Wenn hier entgegen der politischen Korrektheit der Einfachheit halber von Zigeunernamen die Rede sein wird, dann möge dies entschuldigt werden. Zigeunernamen gilt als Begriff mit historischer Funktion. Wie Vornamen, Spitz- oder Kosenamen wurden und werden Zigeunernamen als ethnie-spezifisch vergeben. Sinti und Roma geben seit Generationen ihren Kindern traditionelle Zigeunernamen – gewissermaßen als gesellschaftliche Abgrenzung. In einem regulären Namensregister wurden Zigeunernamen nur selten notiert. Daher gab es in reglementierten Epochen, wie z. B. während des NS-Regimes, spezielle Aktionen der Personenerfassungen, um Sinti und Roma mit ihren Zigeunernamen zu fixieren. In diesem Fall wurden die Zigeunernamen aus Kontroll-Gründen aufgezeichnet.
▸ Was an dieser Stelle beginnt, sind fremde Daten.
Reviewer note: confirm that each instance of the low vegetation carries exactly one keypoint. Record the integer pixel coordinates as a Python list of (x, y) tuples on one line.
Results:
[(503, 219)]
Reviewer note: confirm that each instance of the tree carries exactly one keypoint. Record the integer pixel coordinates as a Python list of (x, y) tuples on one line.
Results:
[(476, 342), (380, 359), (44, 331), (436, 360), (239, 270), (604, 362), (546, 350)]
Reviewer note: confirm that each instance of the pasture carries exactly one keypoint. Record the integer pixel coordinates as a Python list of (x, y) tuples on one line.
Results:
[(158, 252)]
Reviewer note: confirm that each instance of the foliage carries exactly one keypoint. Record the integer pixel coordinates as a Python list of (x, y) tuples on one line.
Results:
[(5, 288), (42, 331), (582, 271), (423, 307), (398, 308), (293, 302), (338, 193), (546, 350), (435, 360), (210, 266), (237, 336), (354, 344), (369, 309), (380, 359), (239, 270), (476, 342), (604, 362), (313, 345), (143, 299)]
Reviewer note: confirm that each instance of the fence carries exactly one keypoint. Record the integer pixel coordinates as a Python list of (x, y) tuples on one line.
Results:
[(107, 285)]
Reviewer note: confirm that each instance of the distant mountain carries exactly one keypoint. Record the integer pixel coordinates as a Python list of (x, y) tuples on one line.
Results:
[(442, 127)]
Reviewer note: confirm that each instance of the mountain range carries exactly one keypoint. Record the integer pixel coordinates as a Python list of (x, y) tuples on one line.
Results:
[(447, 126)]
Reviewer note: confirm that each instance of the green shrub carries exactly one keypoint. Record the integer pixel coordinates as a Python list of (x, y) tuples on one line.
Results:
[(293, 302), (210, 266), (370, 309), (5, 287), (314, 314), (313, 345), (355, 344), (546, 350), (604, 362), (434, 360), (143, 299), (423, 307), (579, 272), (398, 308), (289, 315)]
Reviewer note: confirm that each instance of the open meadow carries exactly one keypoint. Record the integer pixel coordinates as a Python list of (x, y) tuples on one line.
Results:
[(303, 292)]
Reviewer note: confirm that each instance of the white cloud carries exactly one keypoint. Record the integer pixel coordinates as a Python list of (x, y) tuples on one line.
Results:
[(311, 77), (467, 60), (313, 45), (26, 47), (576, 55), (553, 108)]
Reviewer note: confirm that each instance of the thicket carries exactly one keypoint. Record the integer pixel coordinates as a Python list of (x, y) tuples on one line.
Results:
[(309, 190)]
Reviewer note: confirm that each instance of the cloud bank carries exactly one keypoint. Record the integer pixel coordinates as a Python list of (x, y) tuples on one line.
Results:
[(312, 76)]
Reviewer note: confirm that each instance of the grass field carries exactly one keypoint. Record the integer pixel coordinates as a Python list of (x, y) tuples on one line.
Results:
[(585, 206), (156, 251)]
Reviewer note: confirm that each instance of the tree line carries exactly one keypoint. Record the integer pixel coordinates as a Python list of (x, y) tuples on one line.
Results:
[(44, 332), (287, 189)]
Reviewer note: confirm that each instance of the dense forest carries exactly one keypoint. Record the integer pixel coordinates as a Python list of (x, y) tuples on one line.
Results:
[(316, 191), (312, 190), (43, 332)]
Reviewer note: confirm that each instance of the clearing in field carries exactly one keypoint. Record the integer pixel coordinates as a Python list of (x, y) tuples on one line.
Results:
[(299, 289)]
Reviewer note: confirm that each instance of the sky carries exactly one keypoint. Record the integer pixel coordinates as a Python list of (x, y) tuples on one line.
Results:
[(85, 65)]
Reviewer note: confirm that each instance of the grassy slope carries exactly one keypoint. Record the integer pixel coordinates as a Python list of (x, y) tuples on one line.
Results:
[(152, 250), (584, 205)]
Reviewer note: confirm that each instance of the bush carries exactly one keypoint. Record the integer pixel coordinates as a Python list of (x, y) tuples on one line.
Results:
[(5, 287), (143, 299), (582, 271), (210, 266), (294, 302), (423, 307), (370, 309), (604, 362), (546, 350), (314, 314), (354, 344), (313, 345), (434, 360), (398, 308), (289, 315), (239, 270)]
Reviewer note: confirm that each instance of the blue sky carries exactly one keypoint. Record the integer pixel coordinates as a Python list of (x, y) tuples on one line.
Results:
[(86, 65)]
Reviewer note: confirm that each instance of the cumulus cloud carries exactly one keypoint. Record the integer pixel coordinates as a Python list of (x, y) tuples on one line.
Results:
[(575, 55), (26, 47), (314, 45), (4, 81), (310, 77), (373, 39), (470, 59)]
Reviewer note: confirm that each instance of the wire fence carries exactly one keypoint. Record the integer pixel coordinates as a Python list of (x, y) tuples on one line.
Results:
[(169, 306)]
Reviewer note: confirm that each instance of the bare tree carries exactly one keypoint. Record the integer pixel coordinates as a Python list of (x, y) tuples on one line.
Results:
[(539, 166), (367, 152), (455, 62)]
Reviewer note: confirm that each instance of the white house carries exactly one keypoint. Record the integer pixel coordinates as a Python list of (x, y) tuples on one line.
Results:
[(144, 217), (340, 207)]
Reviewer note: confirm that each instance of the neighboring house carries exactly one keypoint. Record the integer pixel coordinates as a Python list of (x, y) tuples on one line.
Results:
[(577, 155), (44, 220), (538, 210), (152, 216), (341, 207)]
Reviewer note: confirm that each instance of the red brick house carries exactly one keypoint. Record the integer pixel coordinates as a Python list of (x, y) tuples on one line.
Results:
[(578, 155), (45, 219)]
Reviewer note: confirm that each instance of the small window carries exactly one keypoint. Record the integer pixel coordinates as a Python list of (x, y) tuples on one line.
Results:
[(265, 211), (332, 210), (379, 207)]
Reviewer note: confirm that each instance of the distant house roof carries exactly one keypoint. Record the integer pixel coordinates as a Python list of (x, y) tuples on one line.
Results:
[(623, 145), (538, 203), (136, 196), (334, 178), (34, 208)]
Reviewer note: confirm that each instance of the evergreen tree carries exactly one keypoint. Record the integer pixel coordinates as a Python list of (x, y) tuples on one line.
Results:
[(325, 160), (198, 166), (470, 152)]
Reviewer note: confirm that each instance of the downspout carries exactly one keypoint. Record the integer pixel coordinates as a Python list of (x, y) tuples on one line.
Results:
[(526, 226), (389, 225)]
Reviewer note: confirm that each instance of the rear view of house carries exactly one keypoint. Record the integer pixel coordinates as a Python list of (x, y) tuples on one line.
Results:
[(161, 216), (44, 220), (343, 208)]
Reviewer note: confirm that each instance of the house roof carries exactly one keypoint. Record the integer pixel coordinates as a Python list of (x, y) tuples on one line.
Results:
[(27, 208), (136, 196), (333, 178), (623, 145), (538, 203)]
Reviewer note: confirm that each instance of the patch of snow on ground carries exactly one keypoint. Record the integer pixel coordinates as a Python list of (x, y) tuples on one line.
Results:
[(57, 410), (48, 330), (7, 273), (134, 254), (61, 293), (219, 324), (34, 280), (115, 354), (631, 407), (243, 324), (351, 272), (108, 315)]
Den Zigeunernamen “Django” gebrauchen Sinti und Roma als eine Version für Johannes. So erhält z. B. ein Josef den Zigeunernamen Joschka. Weitere typische Zigeunernamen als Vornamen sind beispielsweise Namen wie Herzi, Herzo, Ferko, Finko, Bubel oder Bitschi. Die Bedeutung vieler Zigeunernamen gilt als geheim. So sollen die Namen eine magische Wirkkraft für den Namensträger besitzen. Viele Zigeunernamen haben einen Bezug zum Christentum. Unter Sinti und Roma ist eine ausgeprägte Marien-Verehrung weit verbreitet.

Auch als Familiennamen haben einige Zigeunernamen ihre Besonderheit. So ist z. B. mit Köhler ein besonders virtuoser Geiger gemeint. Unter Sinti und Roma ist es gebräuchlich, ihre Familien verschiedenen Stämmen zuzuordnen, was sich wiederum in den Familiennamen äußert. So gelten die Zigeunernamen Kelderara sowie Lovara/Lowara für zwei verschiedene Stämme, die sich jeweils mit verschiedenen Berufen verknüpfen lassen. Familienmitglieder der Kelderara haben in früheren Zeiten einmal als Bärenführer ihr Brot verdient. Der Stamm der Lovara/Lowara arbeitete demgegenüber als Pferdehändler.

Der bekannte Wiener Sänger, Gitarrist und Autor Johann Mongo Stojka, der lange Zeit nach den NS-Gräueln unfähig war, zu sprechen, hat in seinen Lebenserinnerungen “Papierene Kinder” die Geschichte seines Stammes, der Lovaras, erzählt. Das NS-Regime hatte sich besonders durch die exakte Registrierung der Zigeunernamen bemüht, sämtliche Sinti und Roma zu erfassen und sie ihrer Vernichtungsmaschinerie zuzuführen.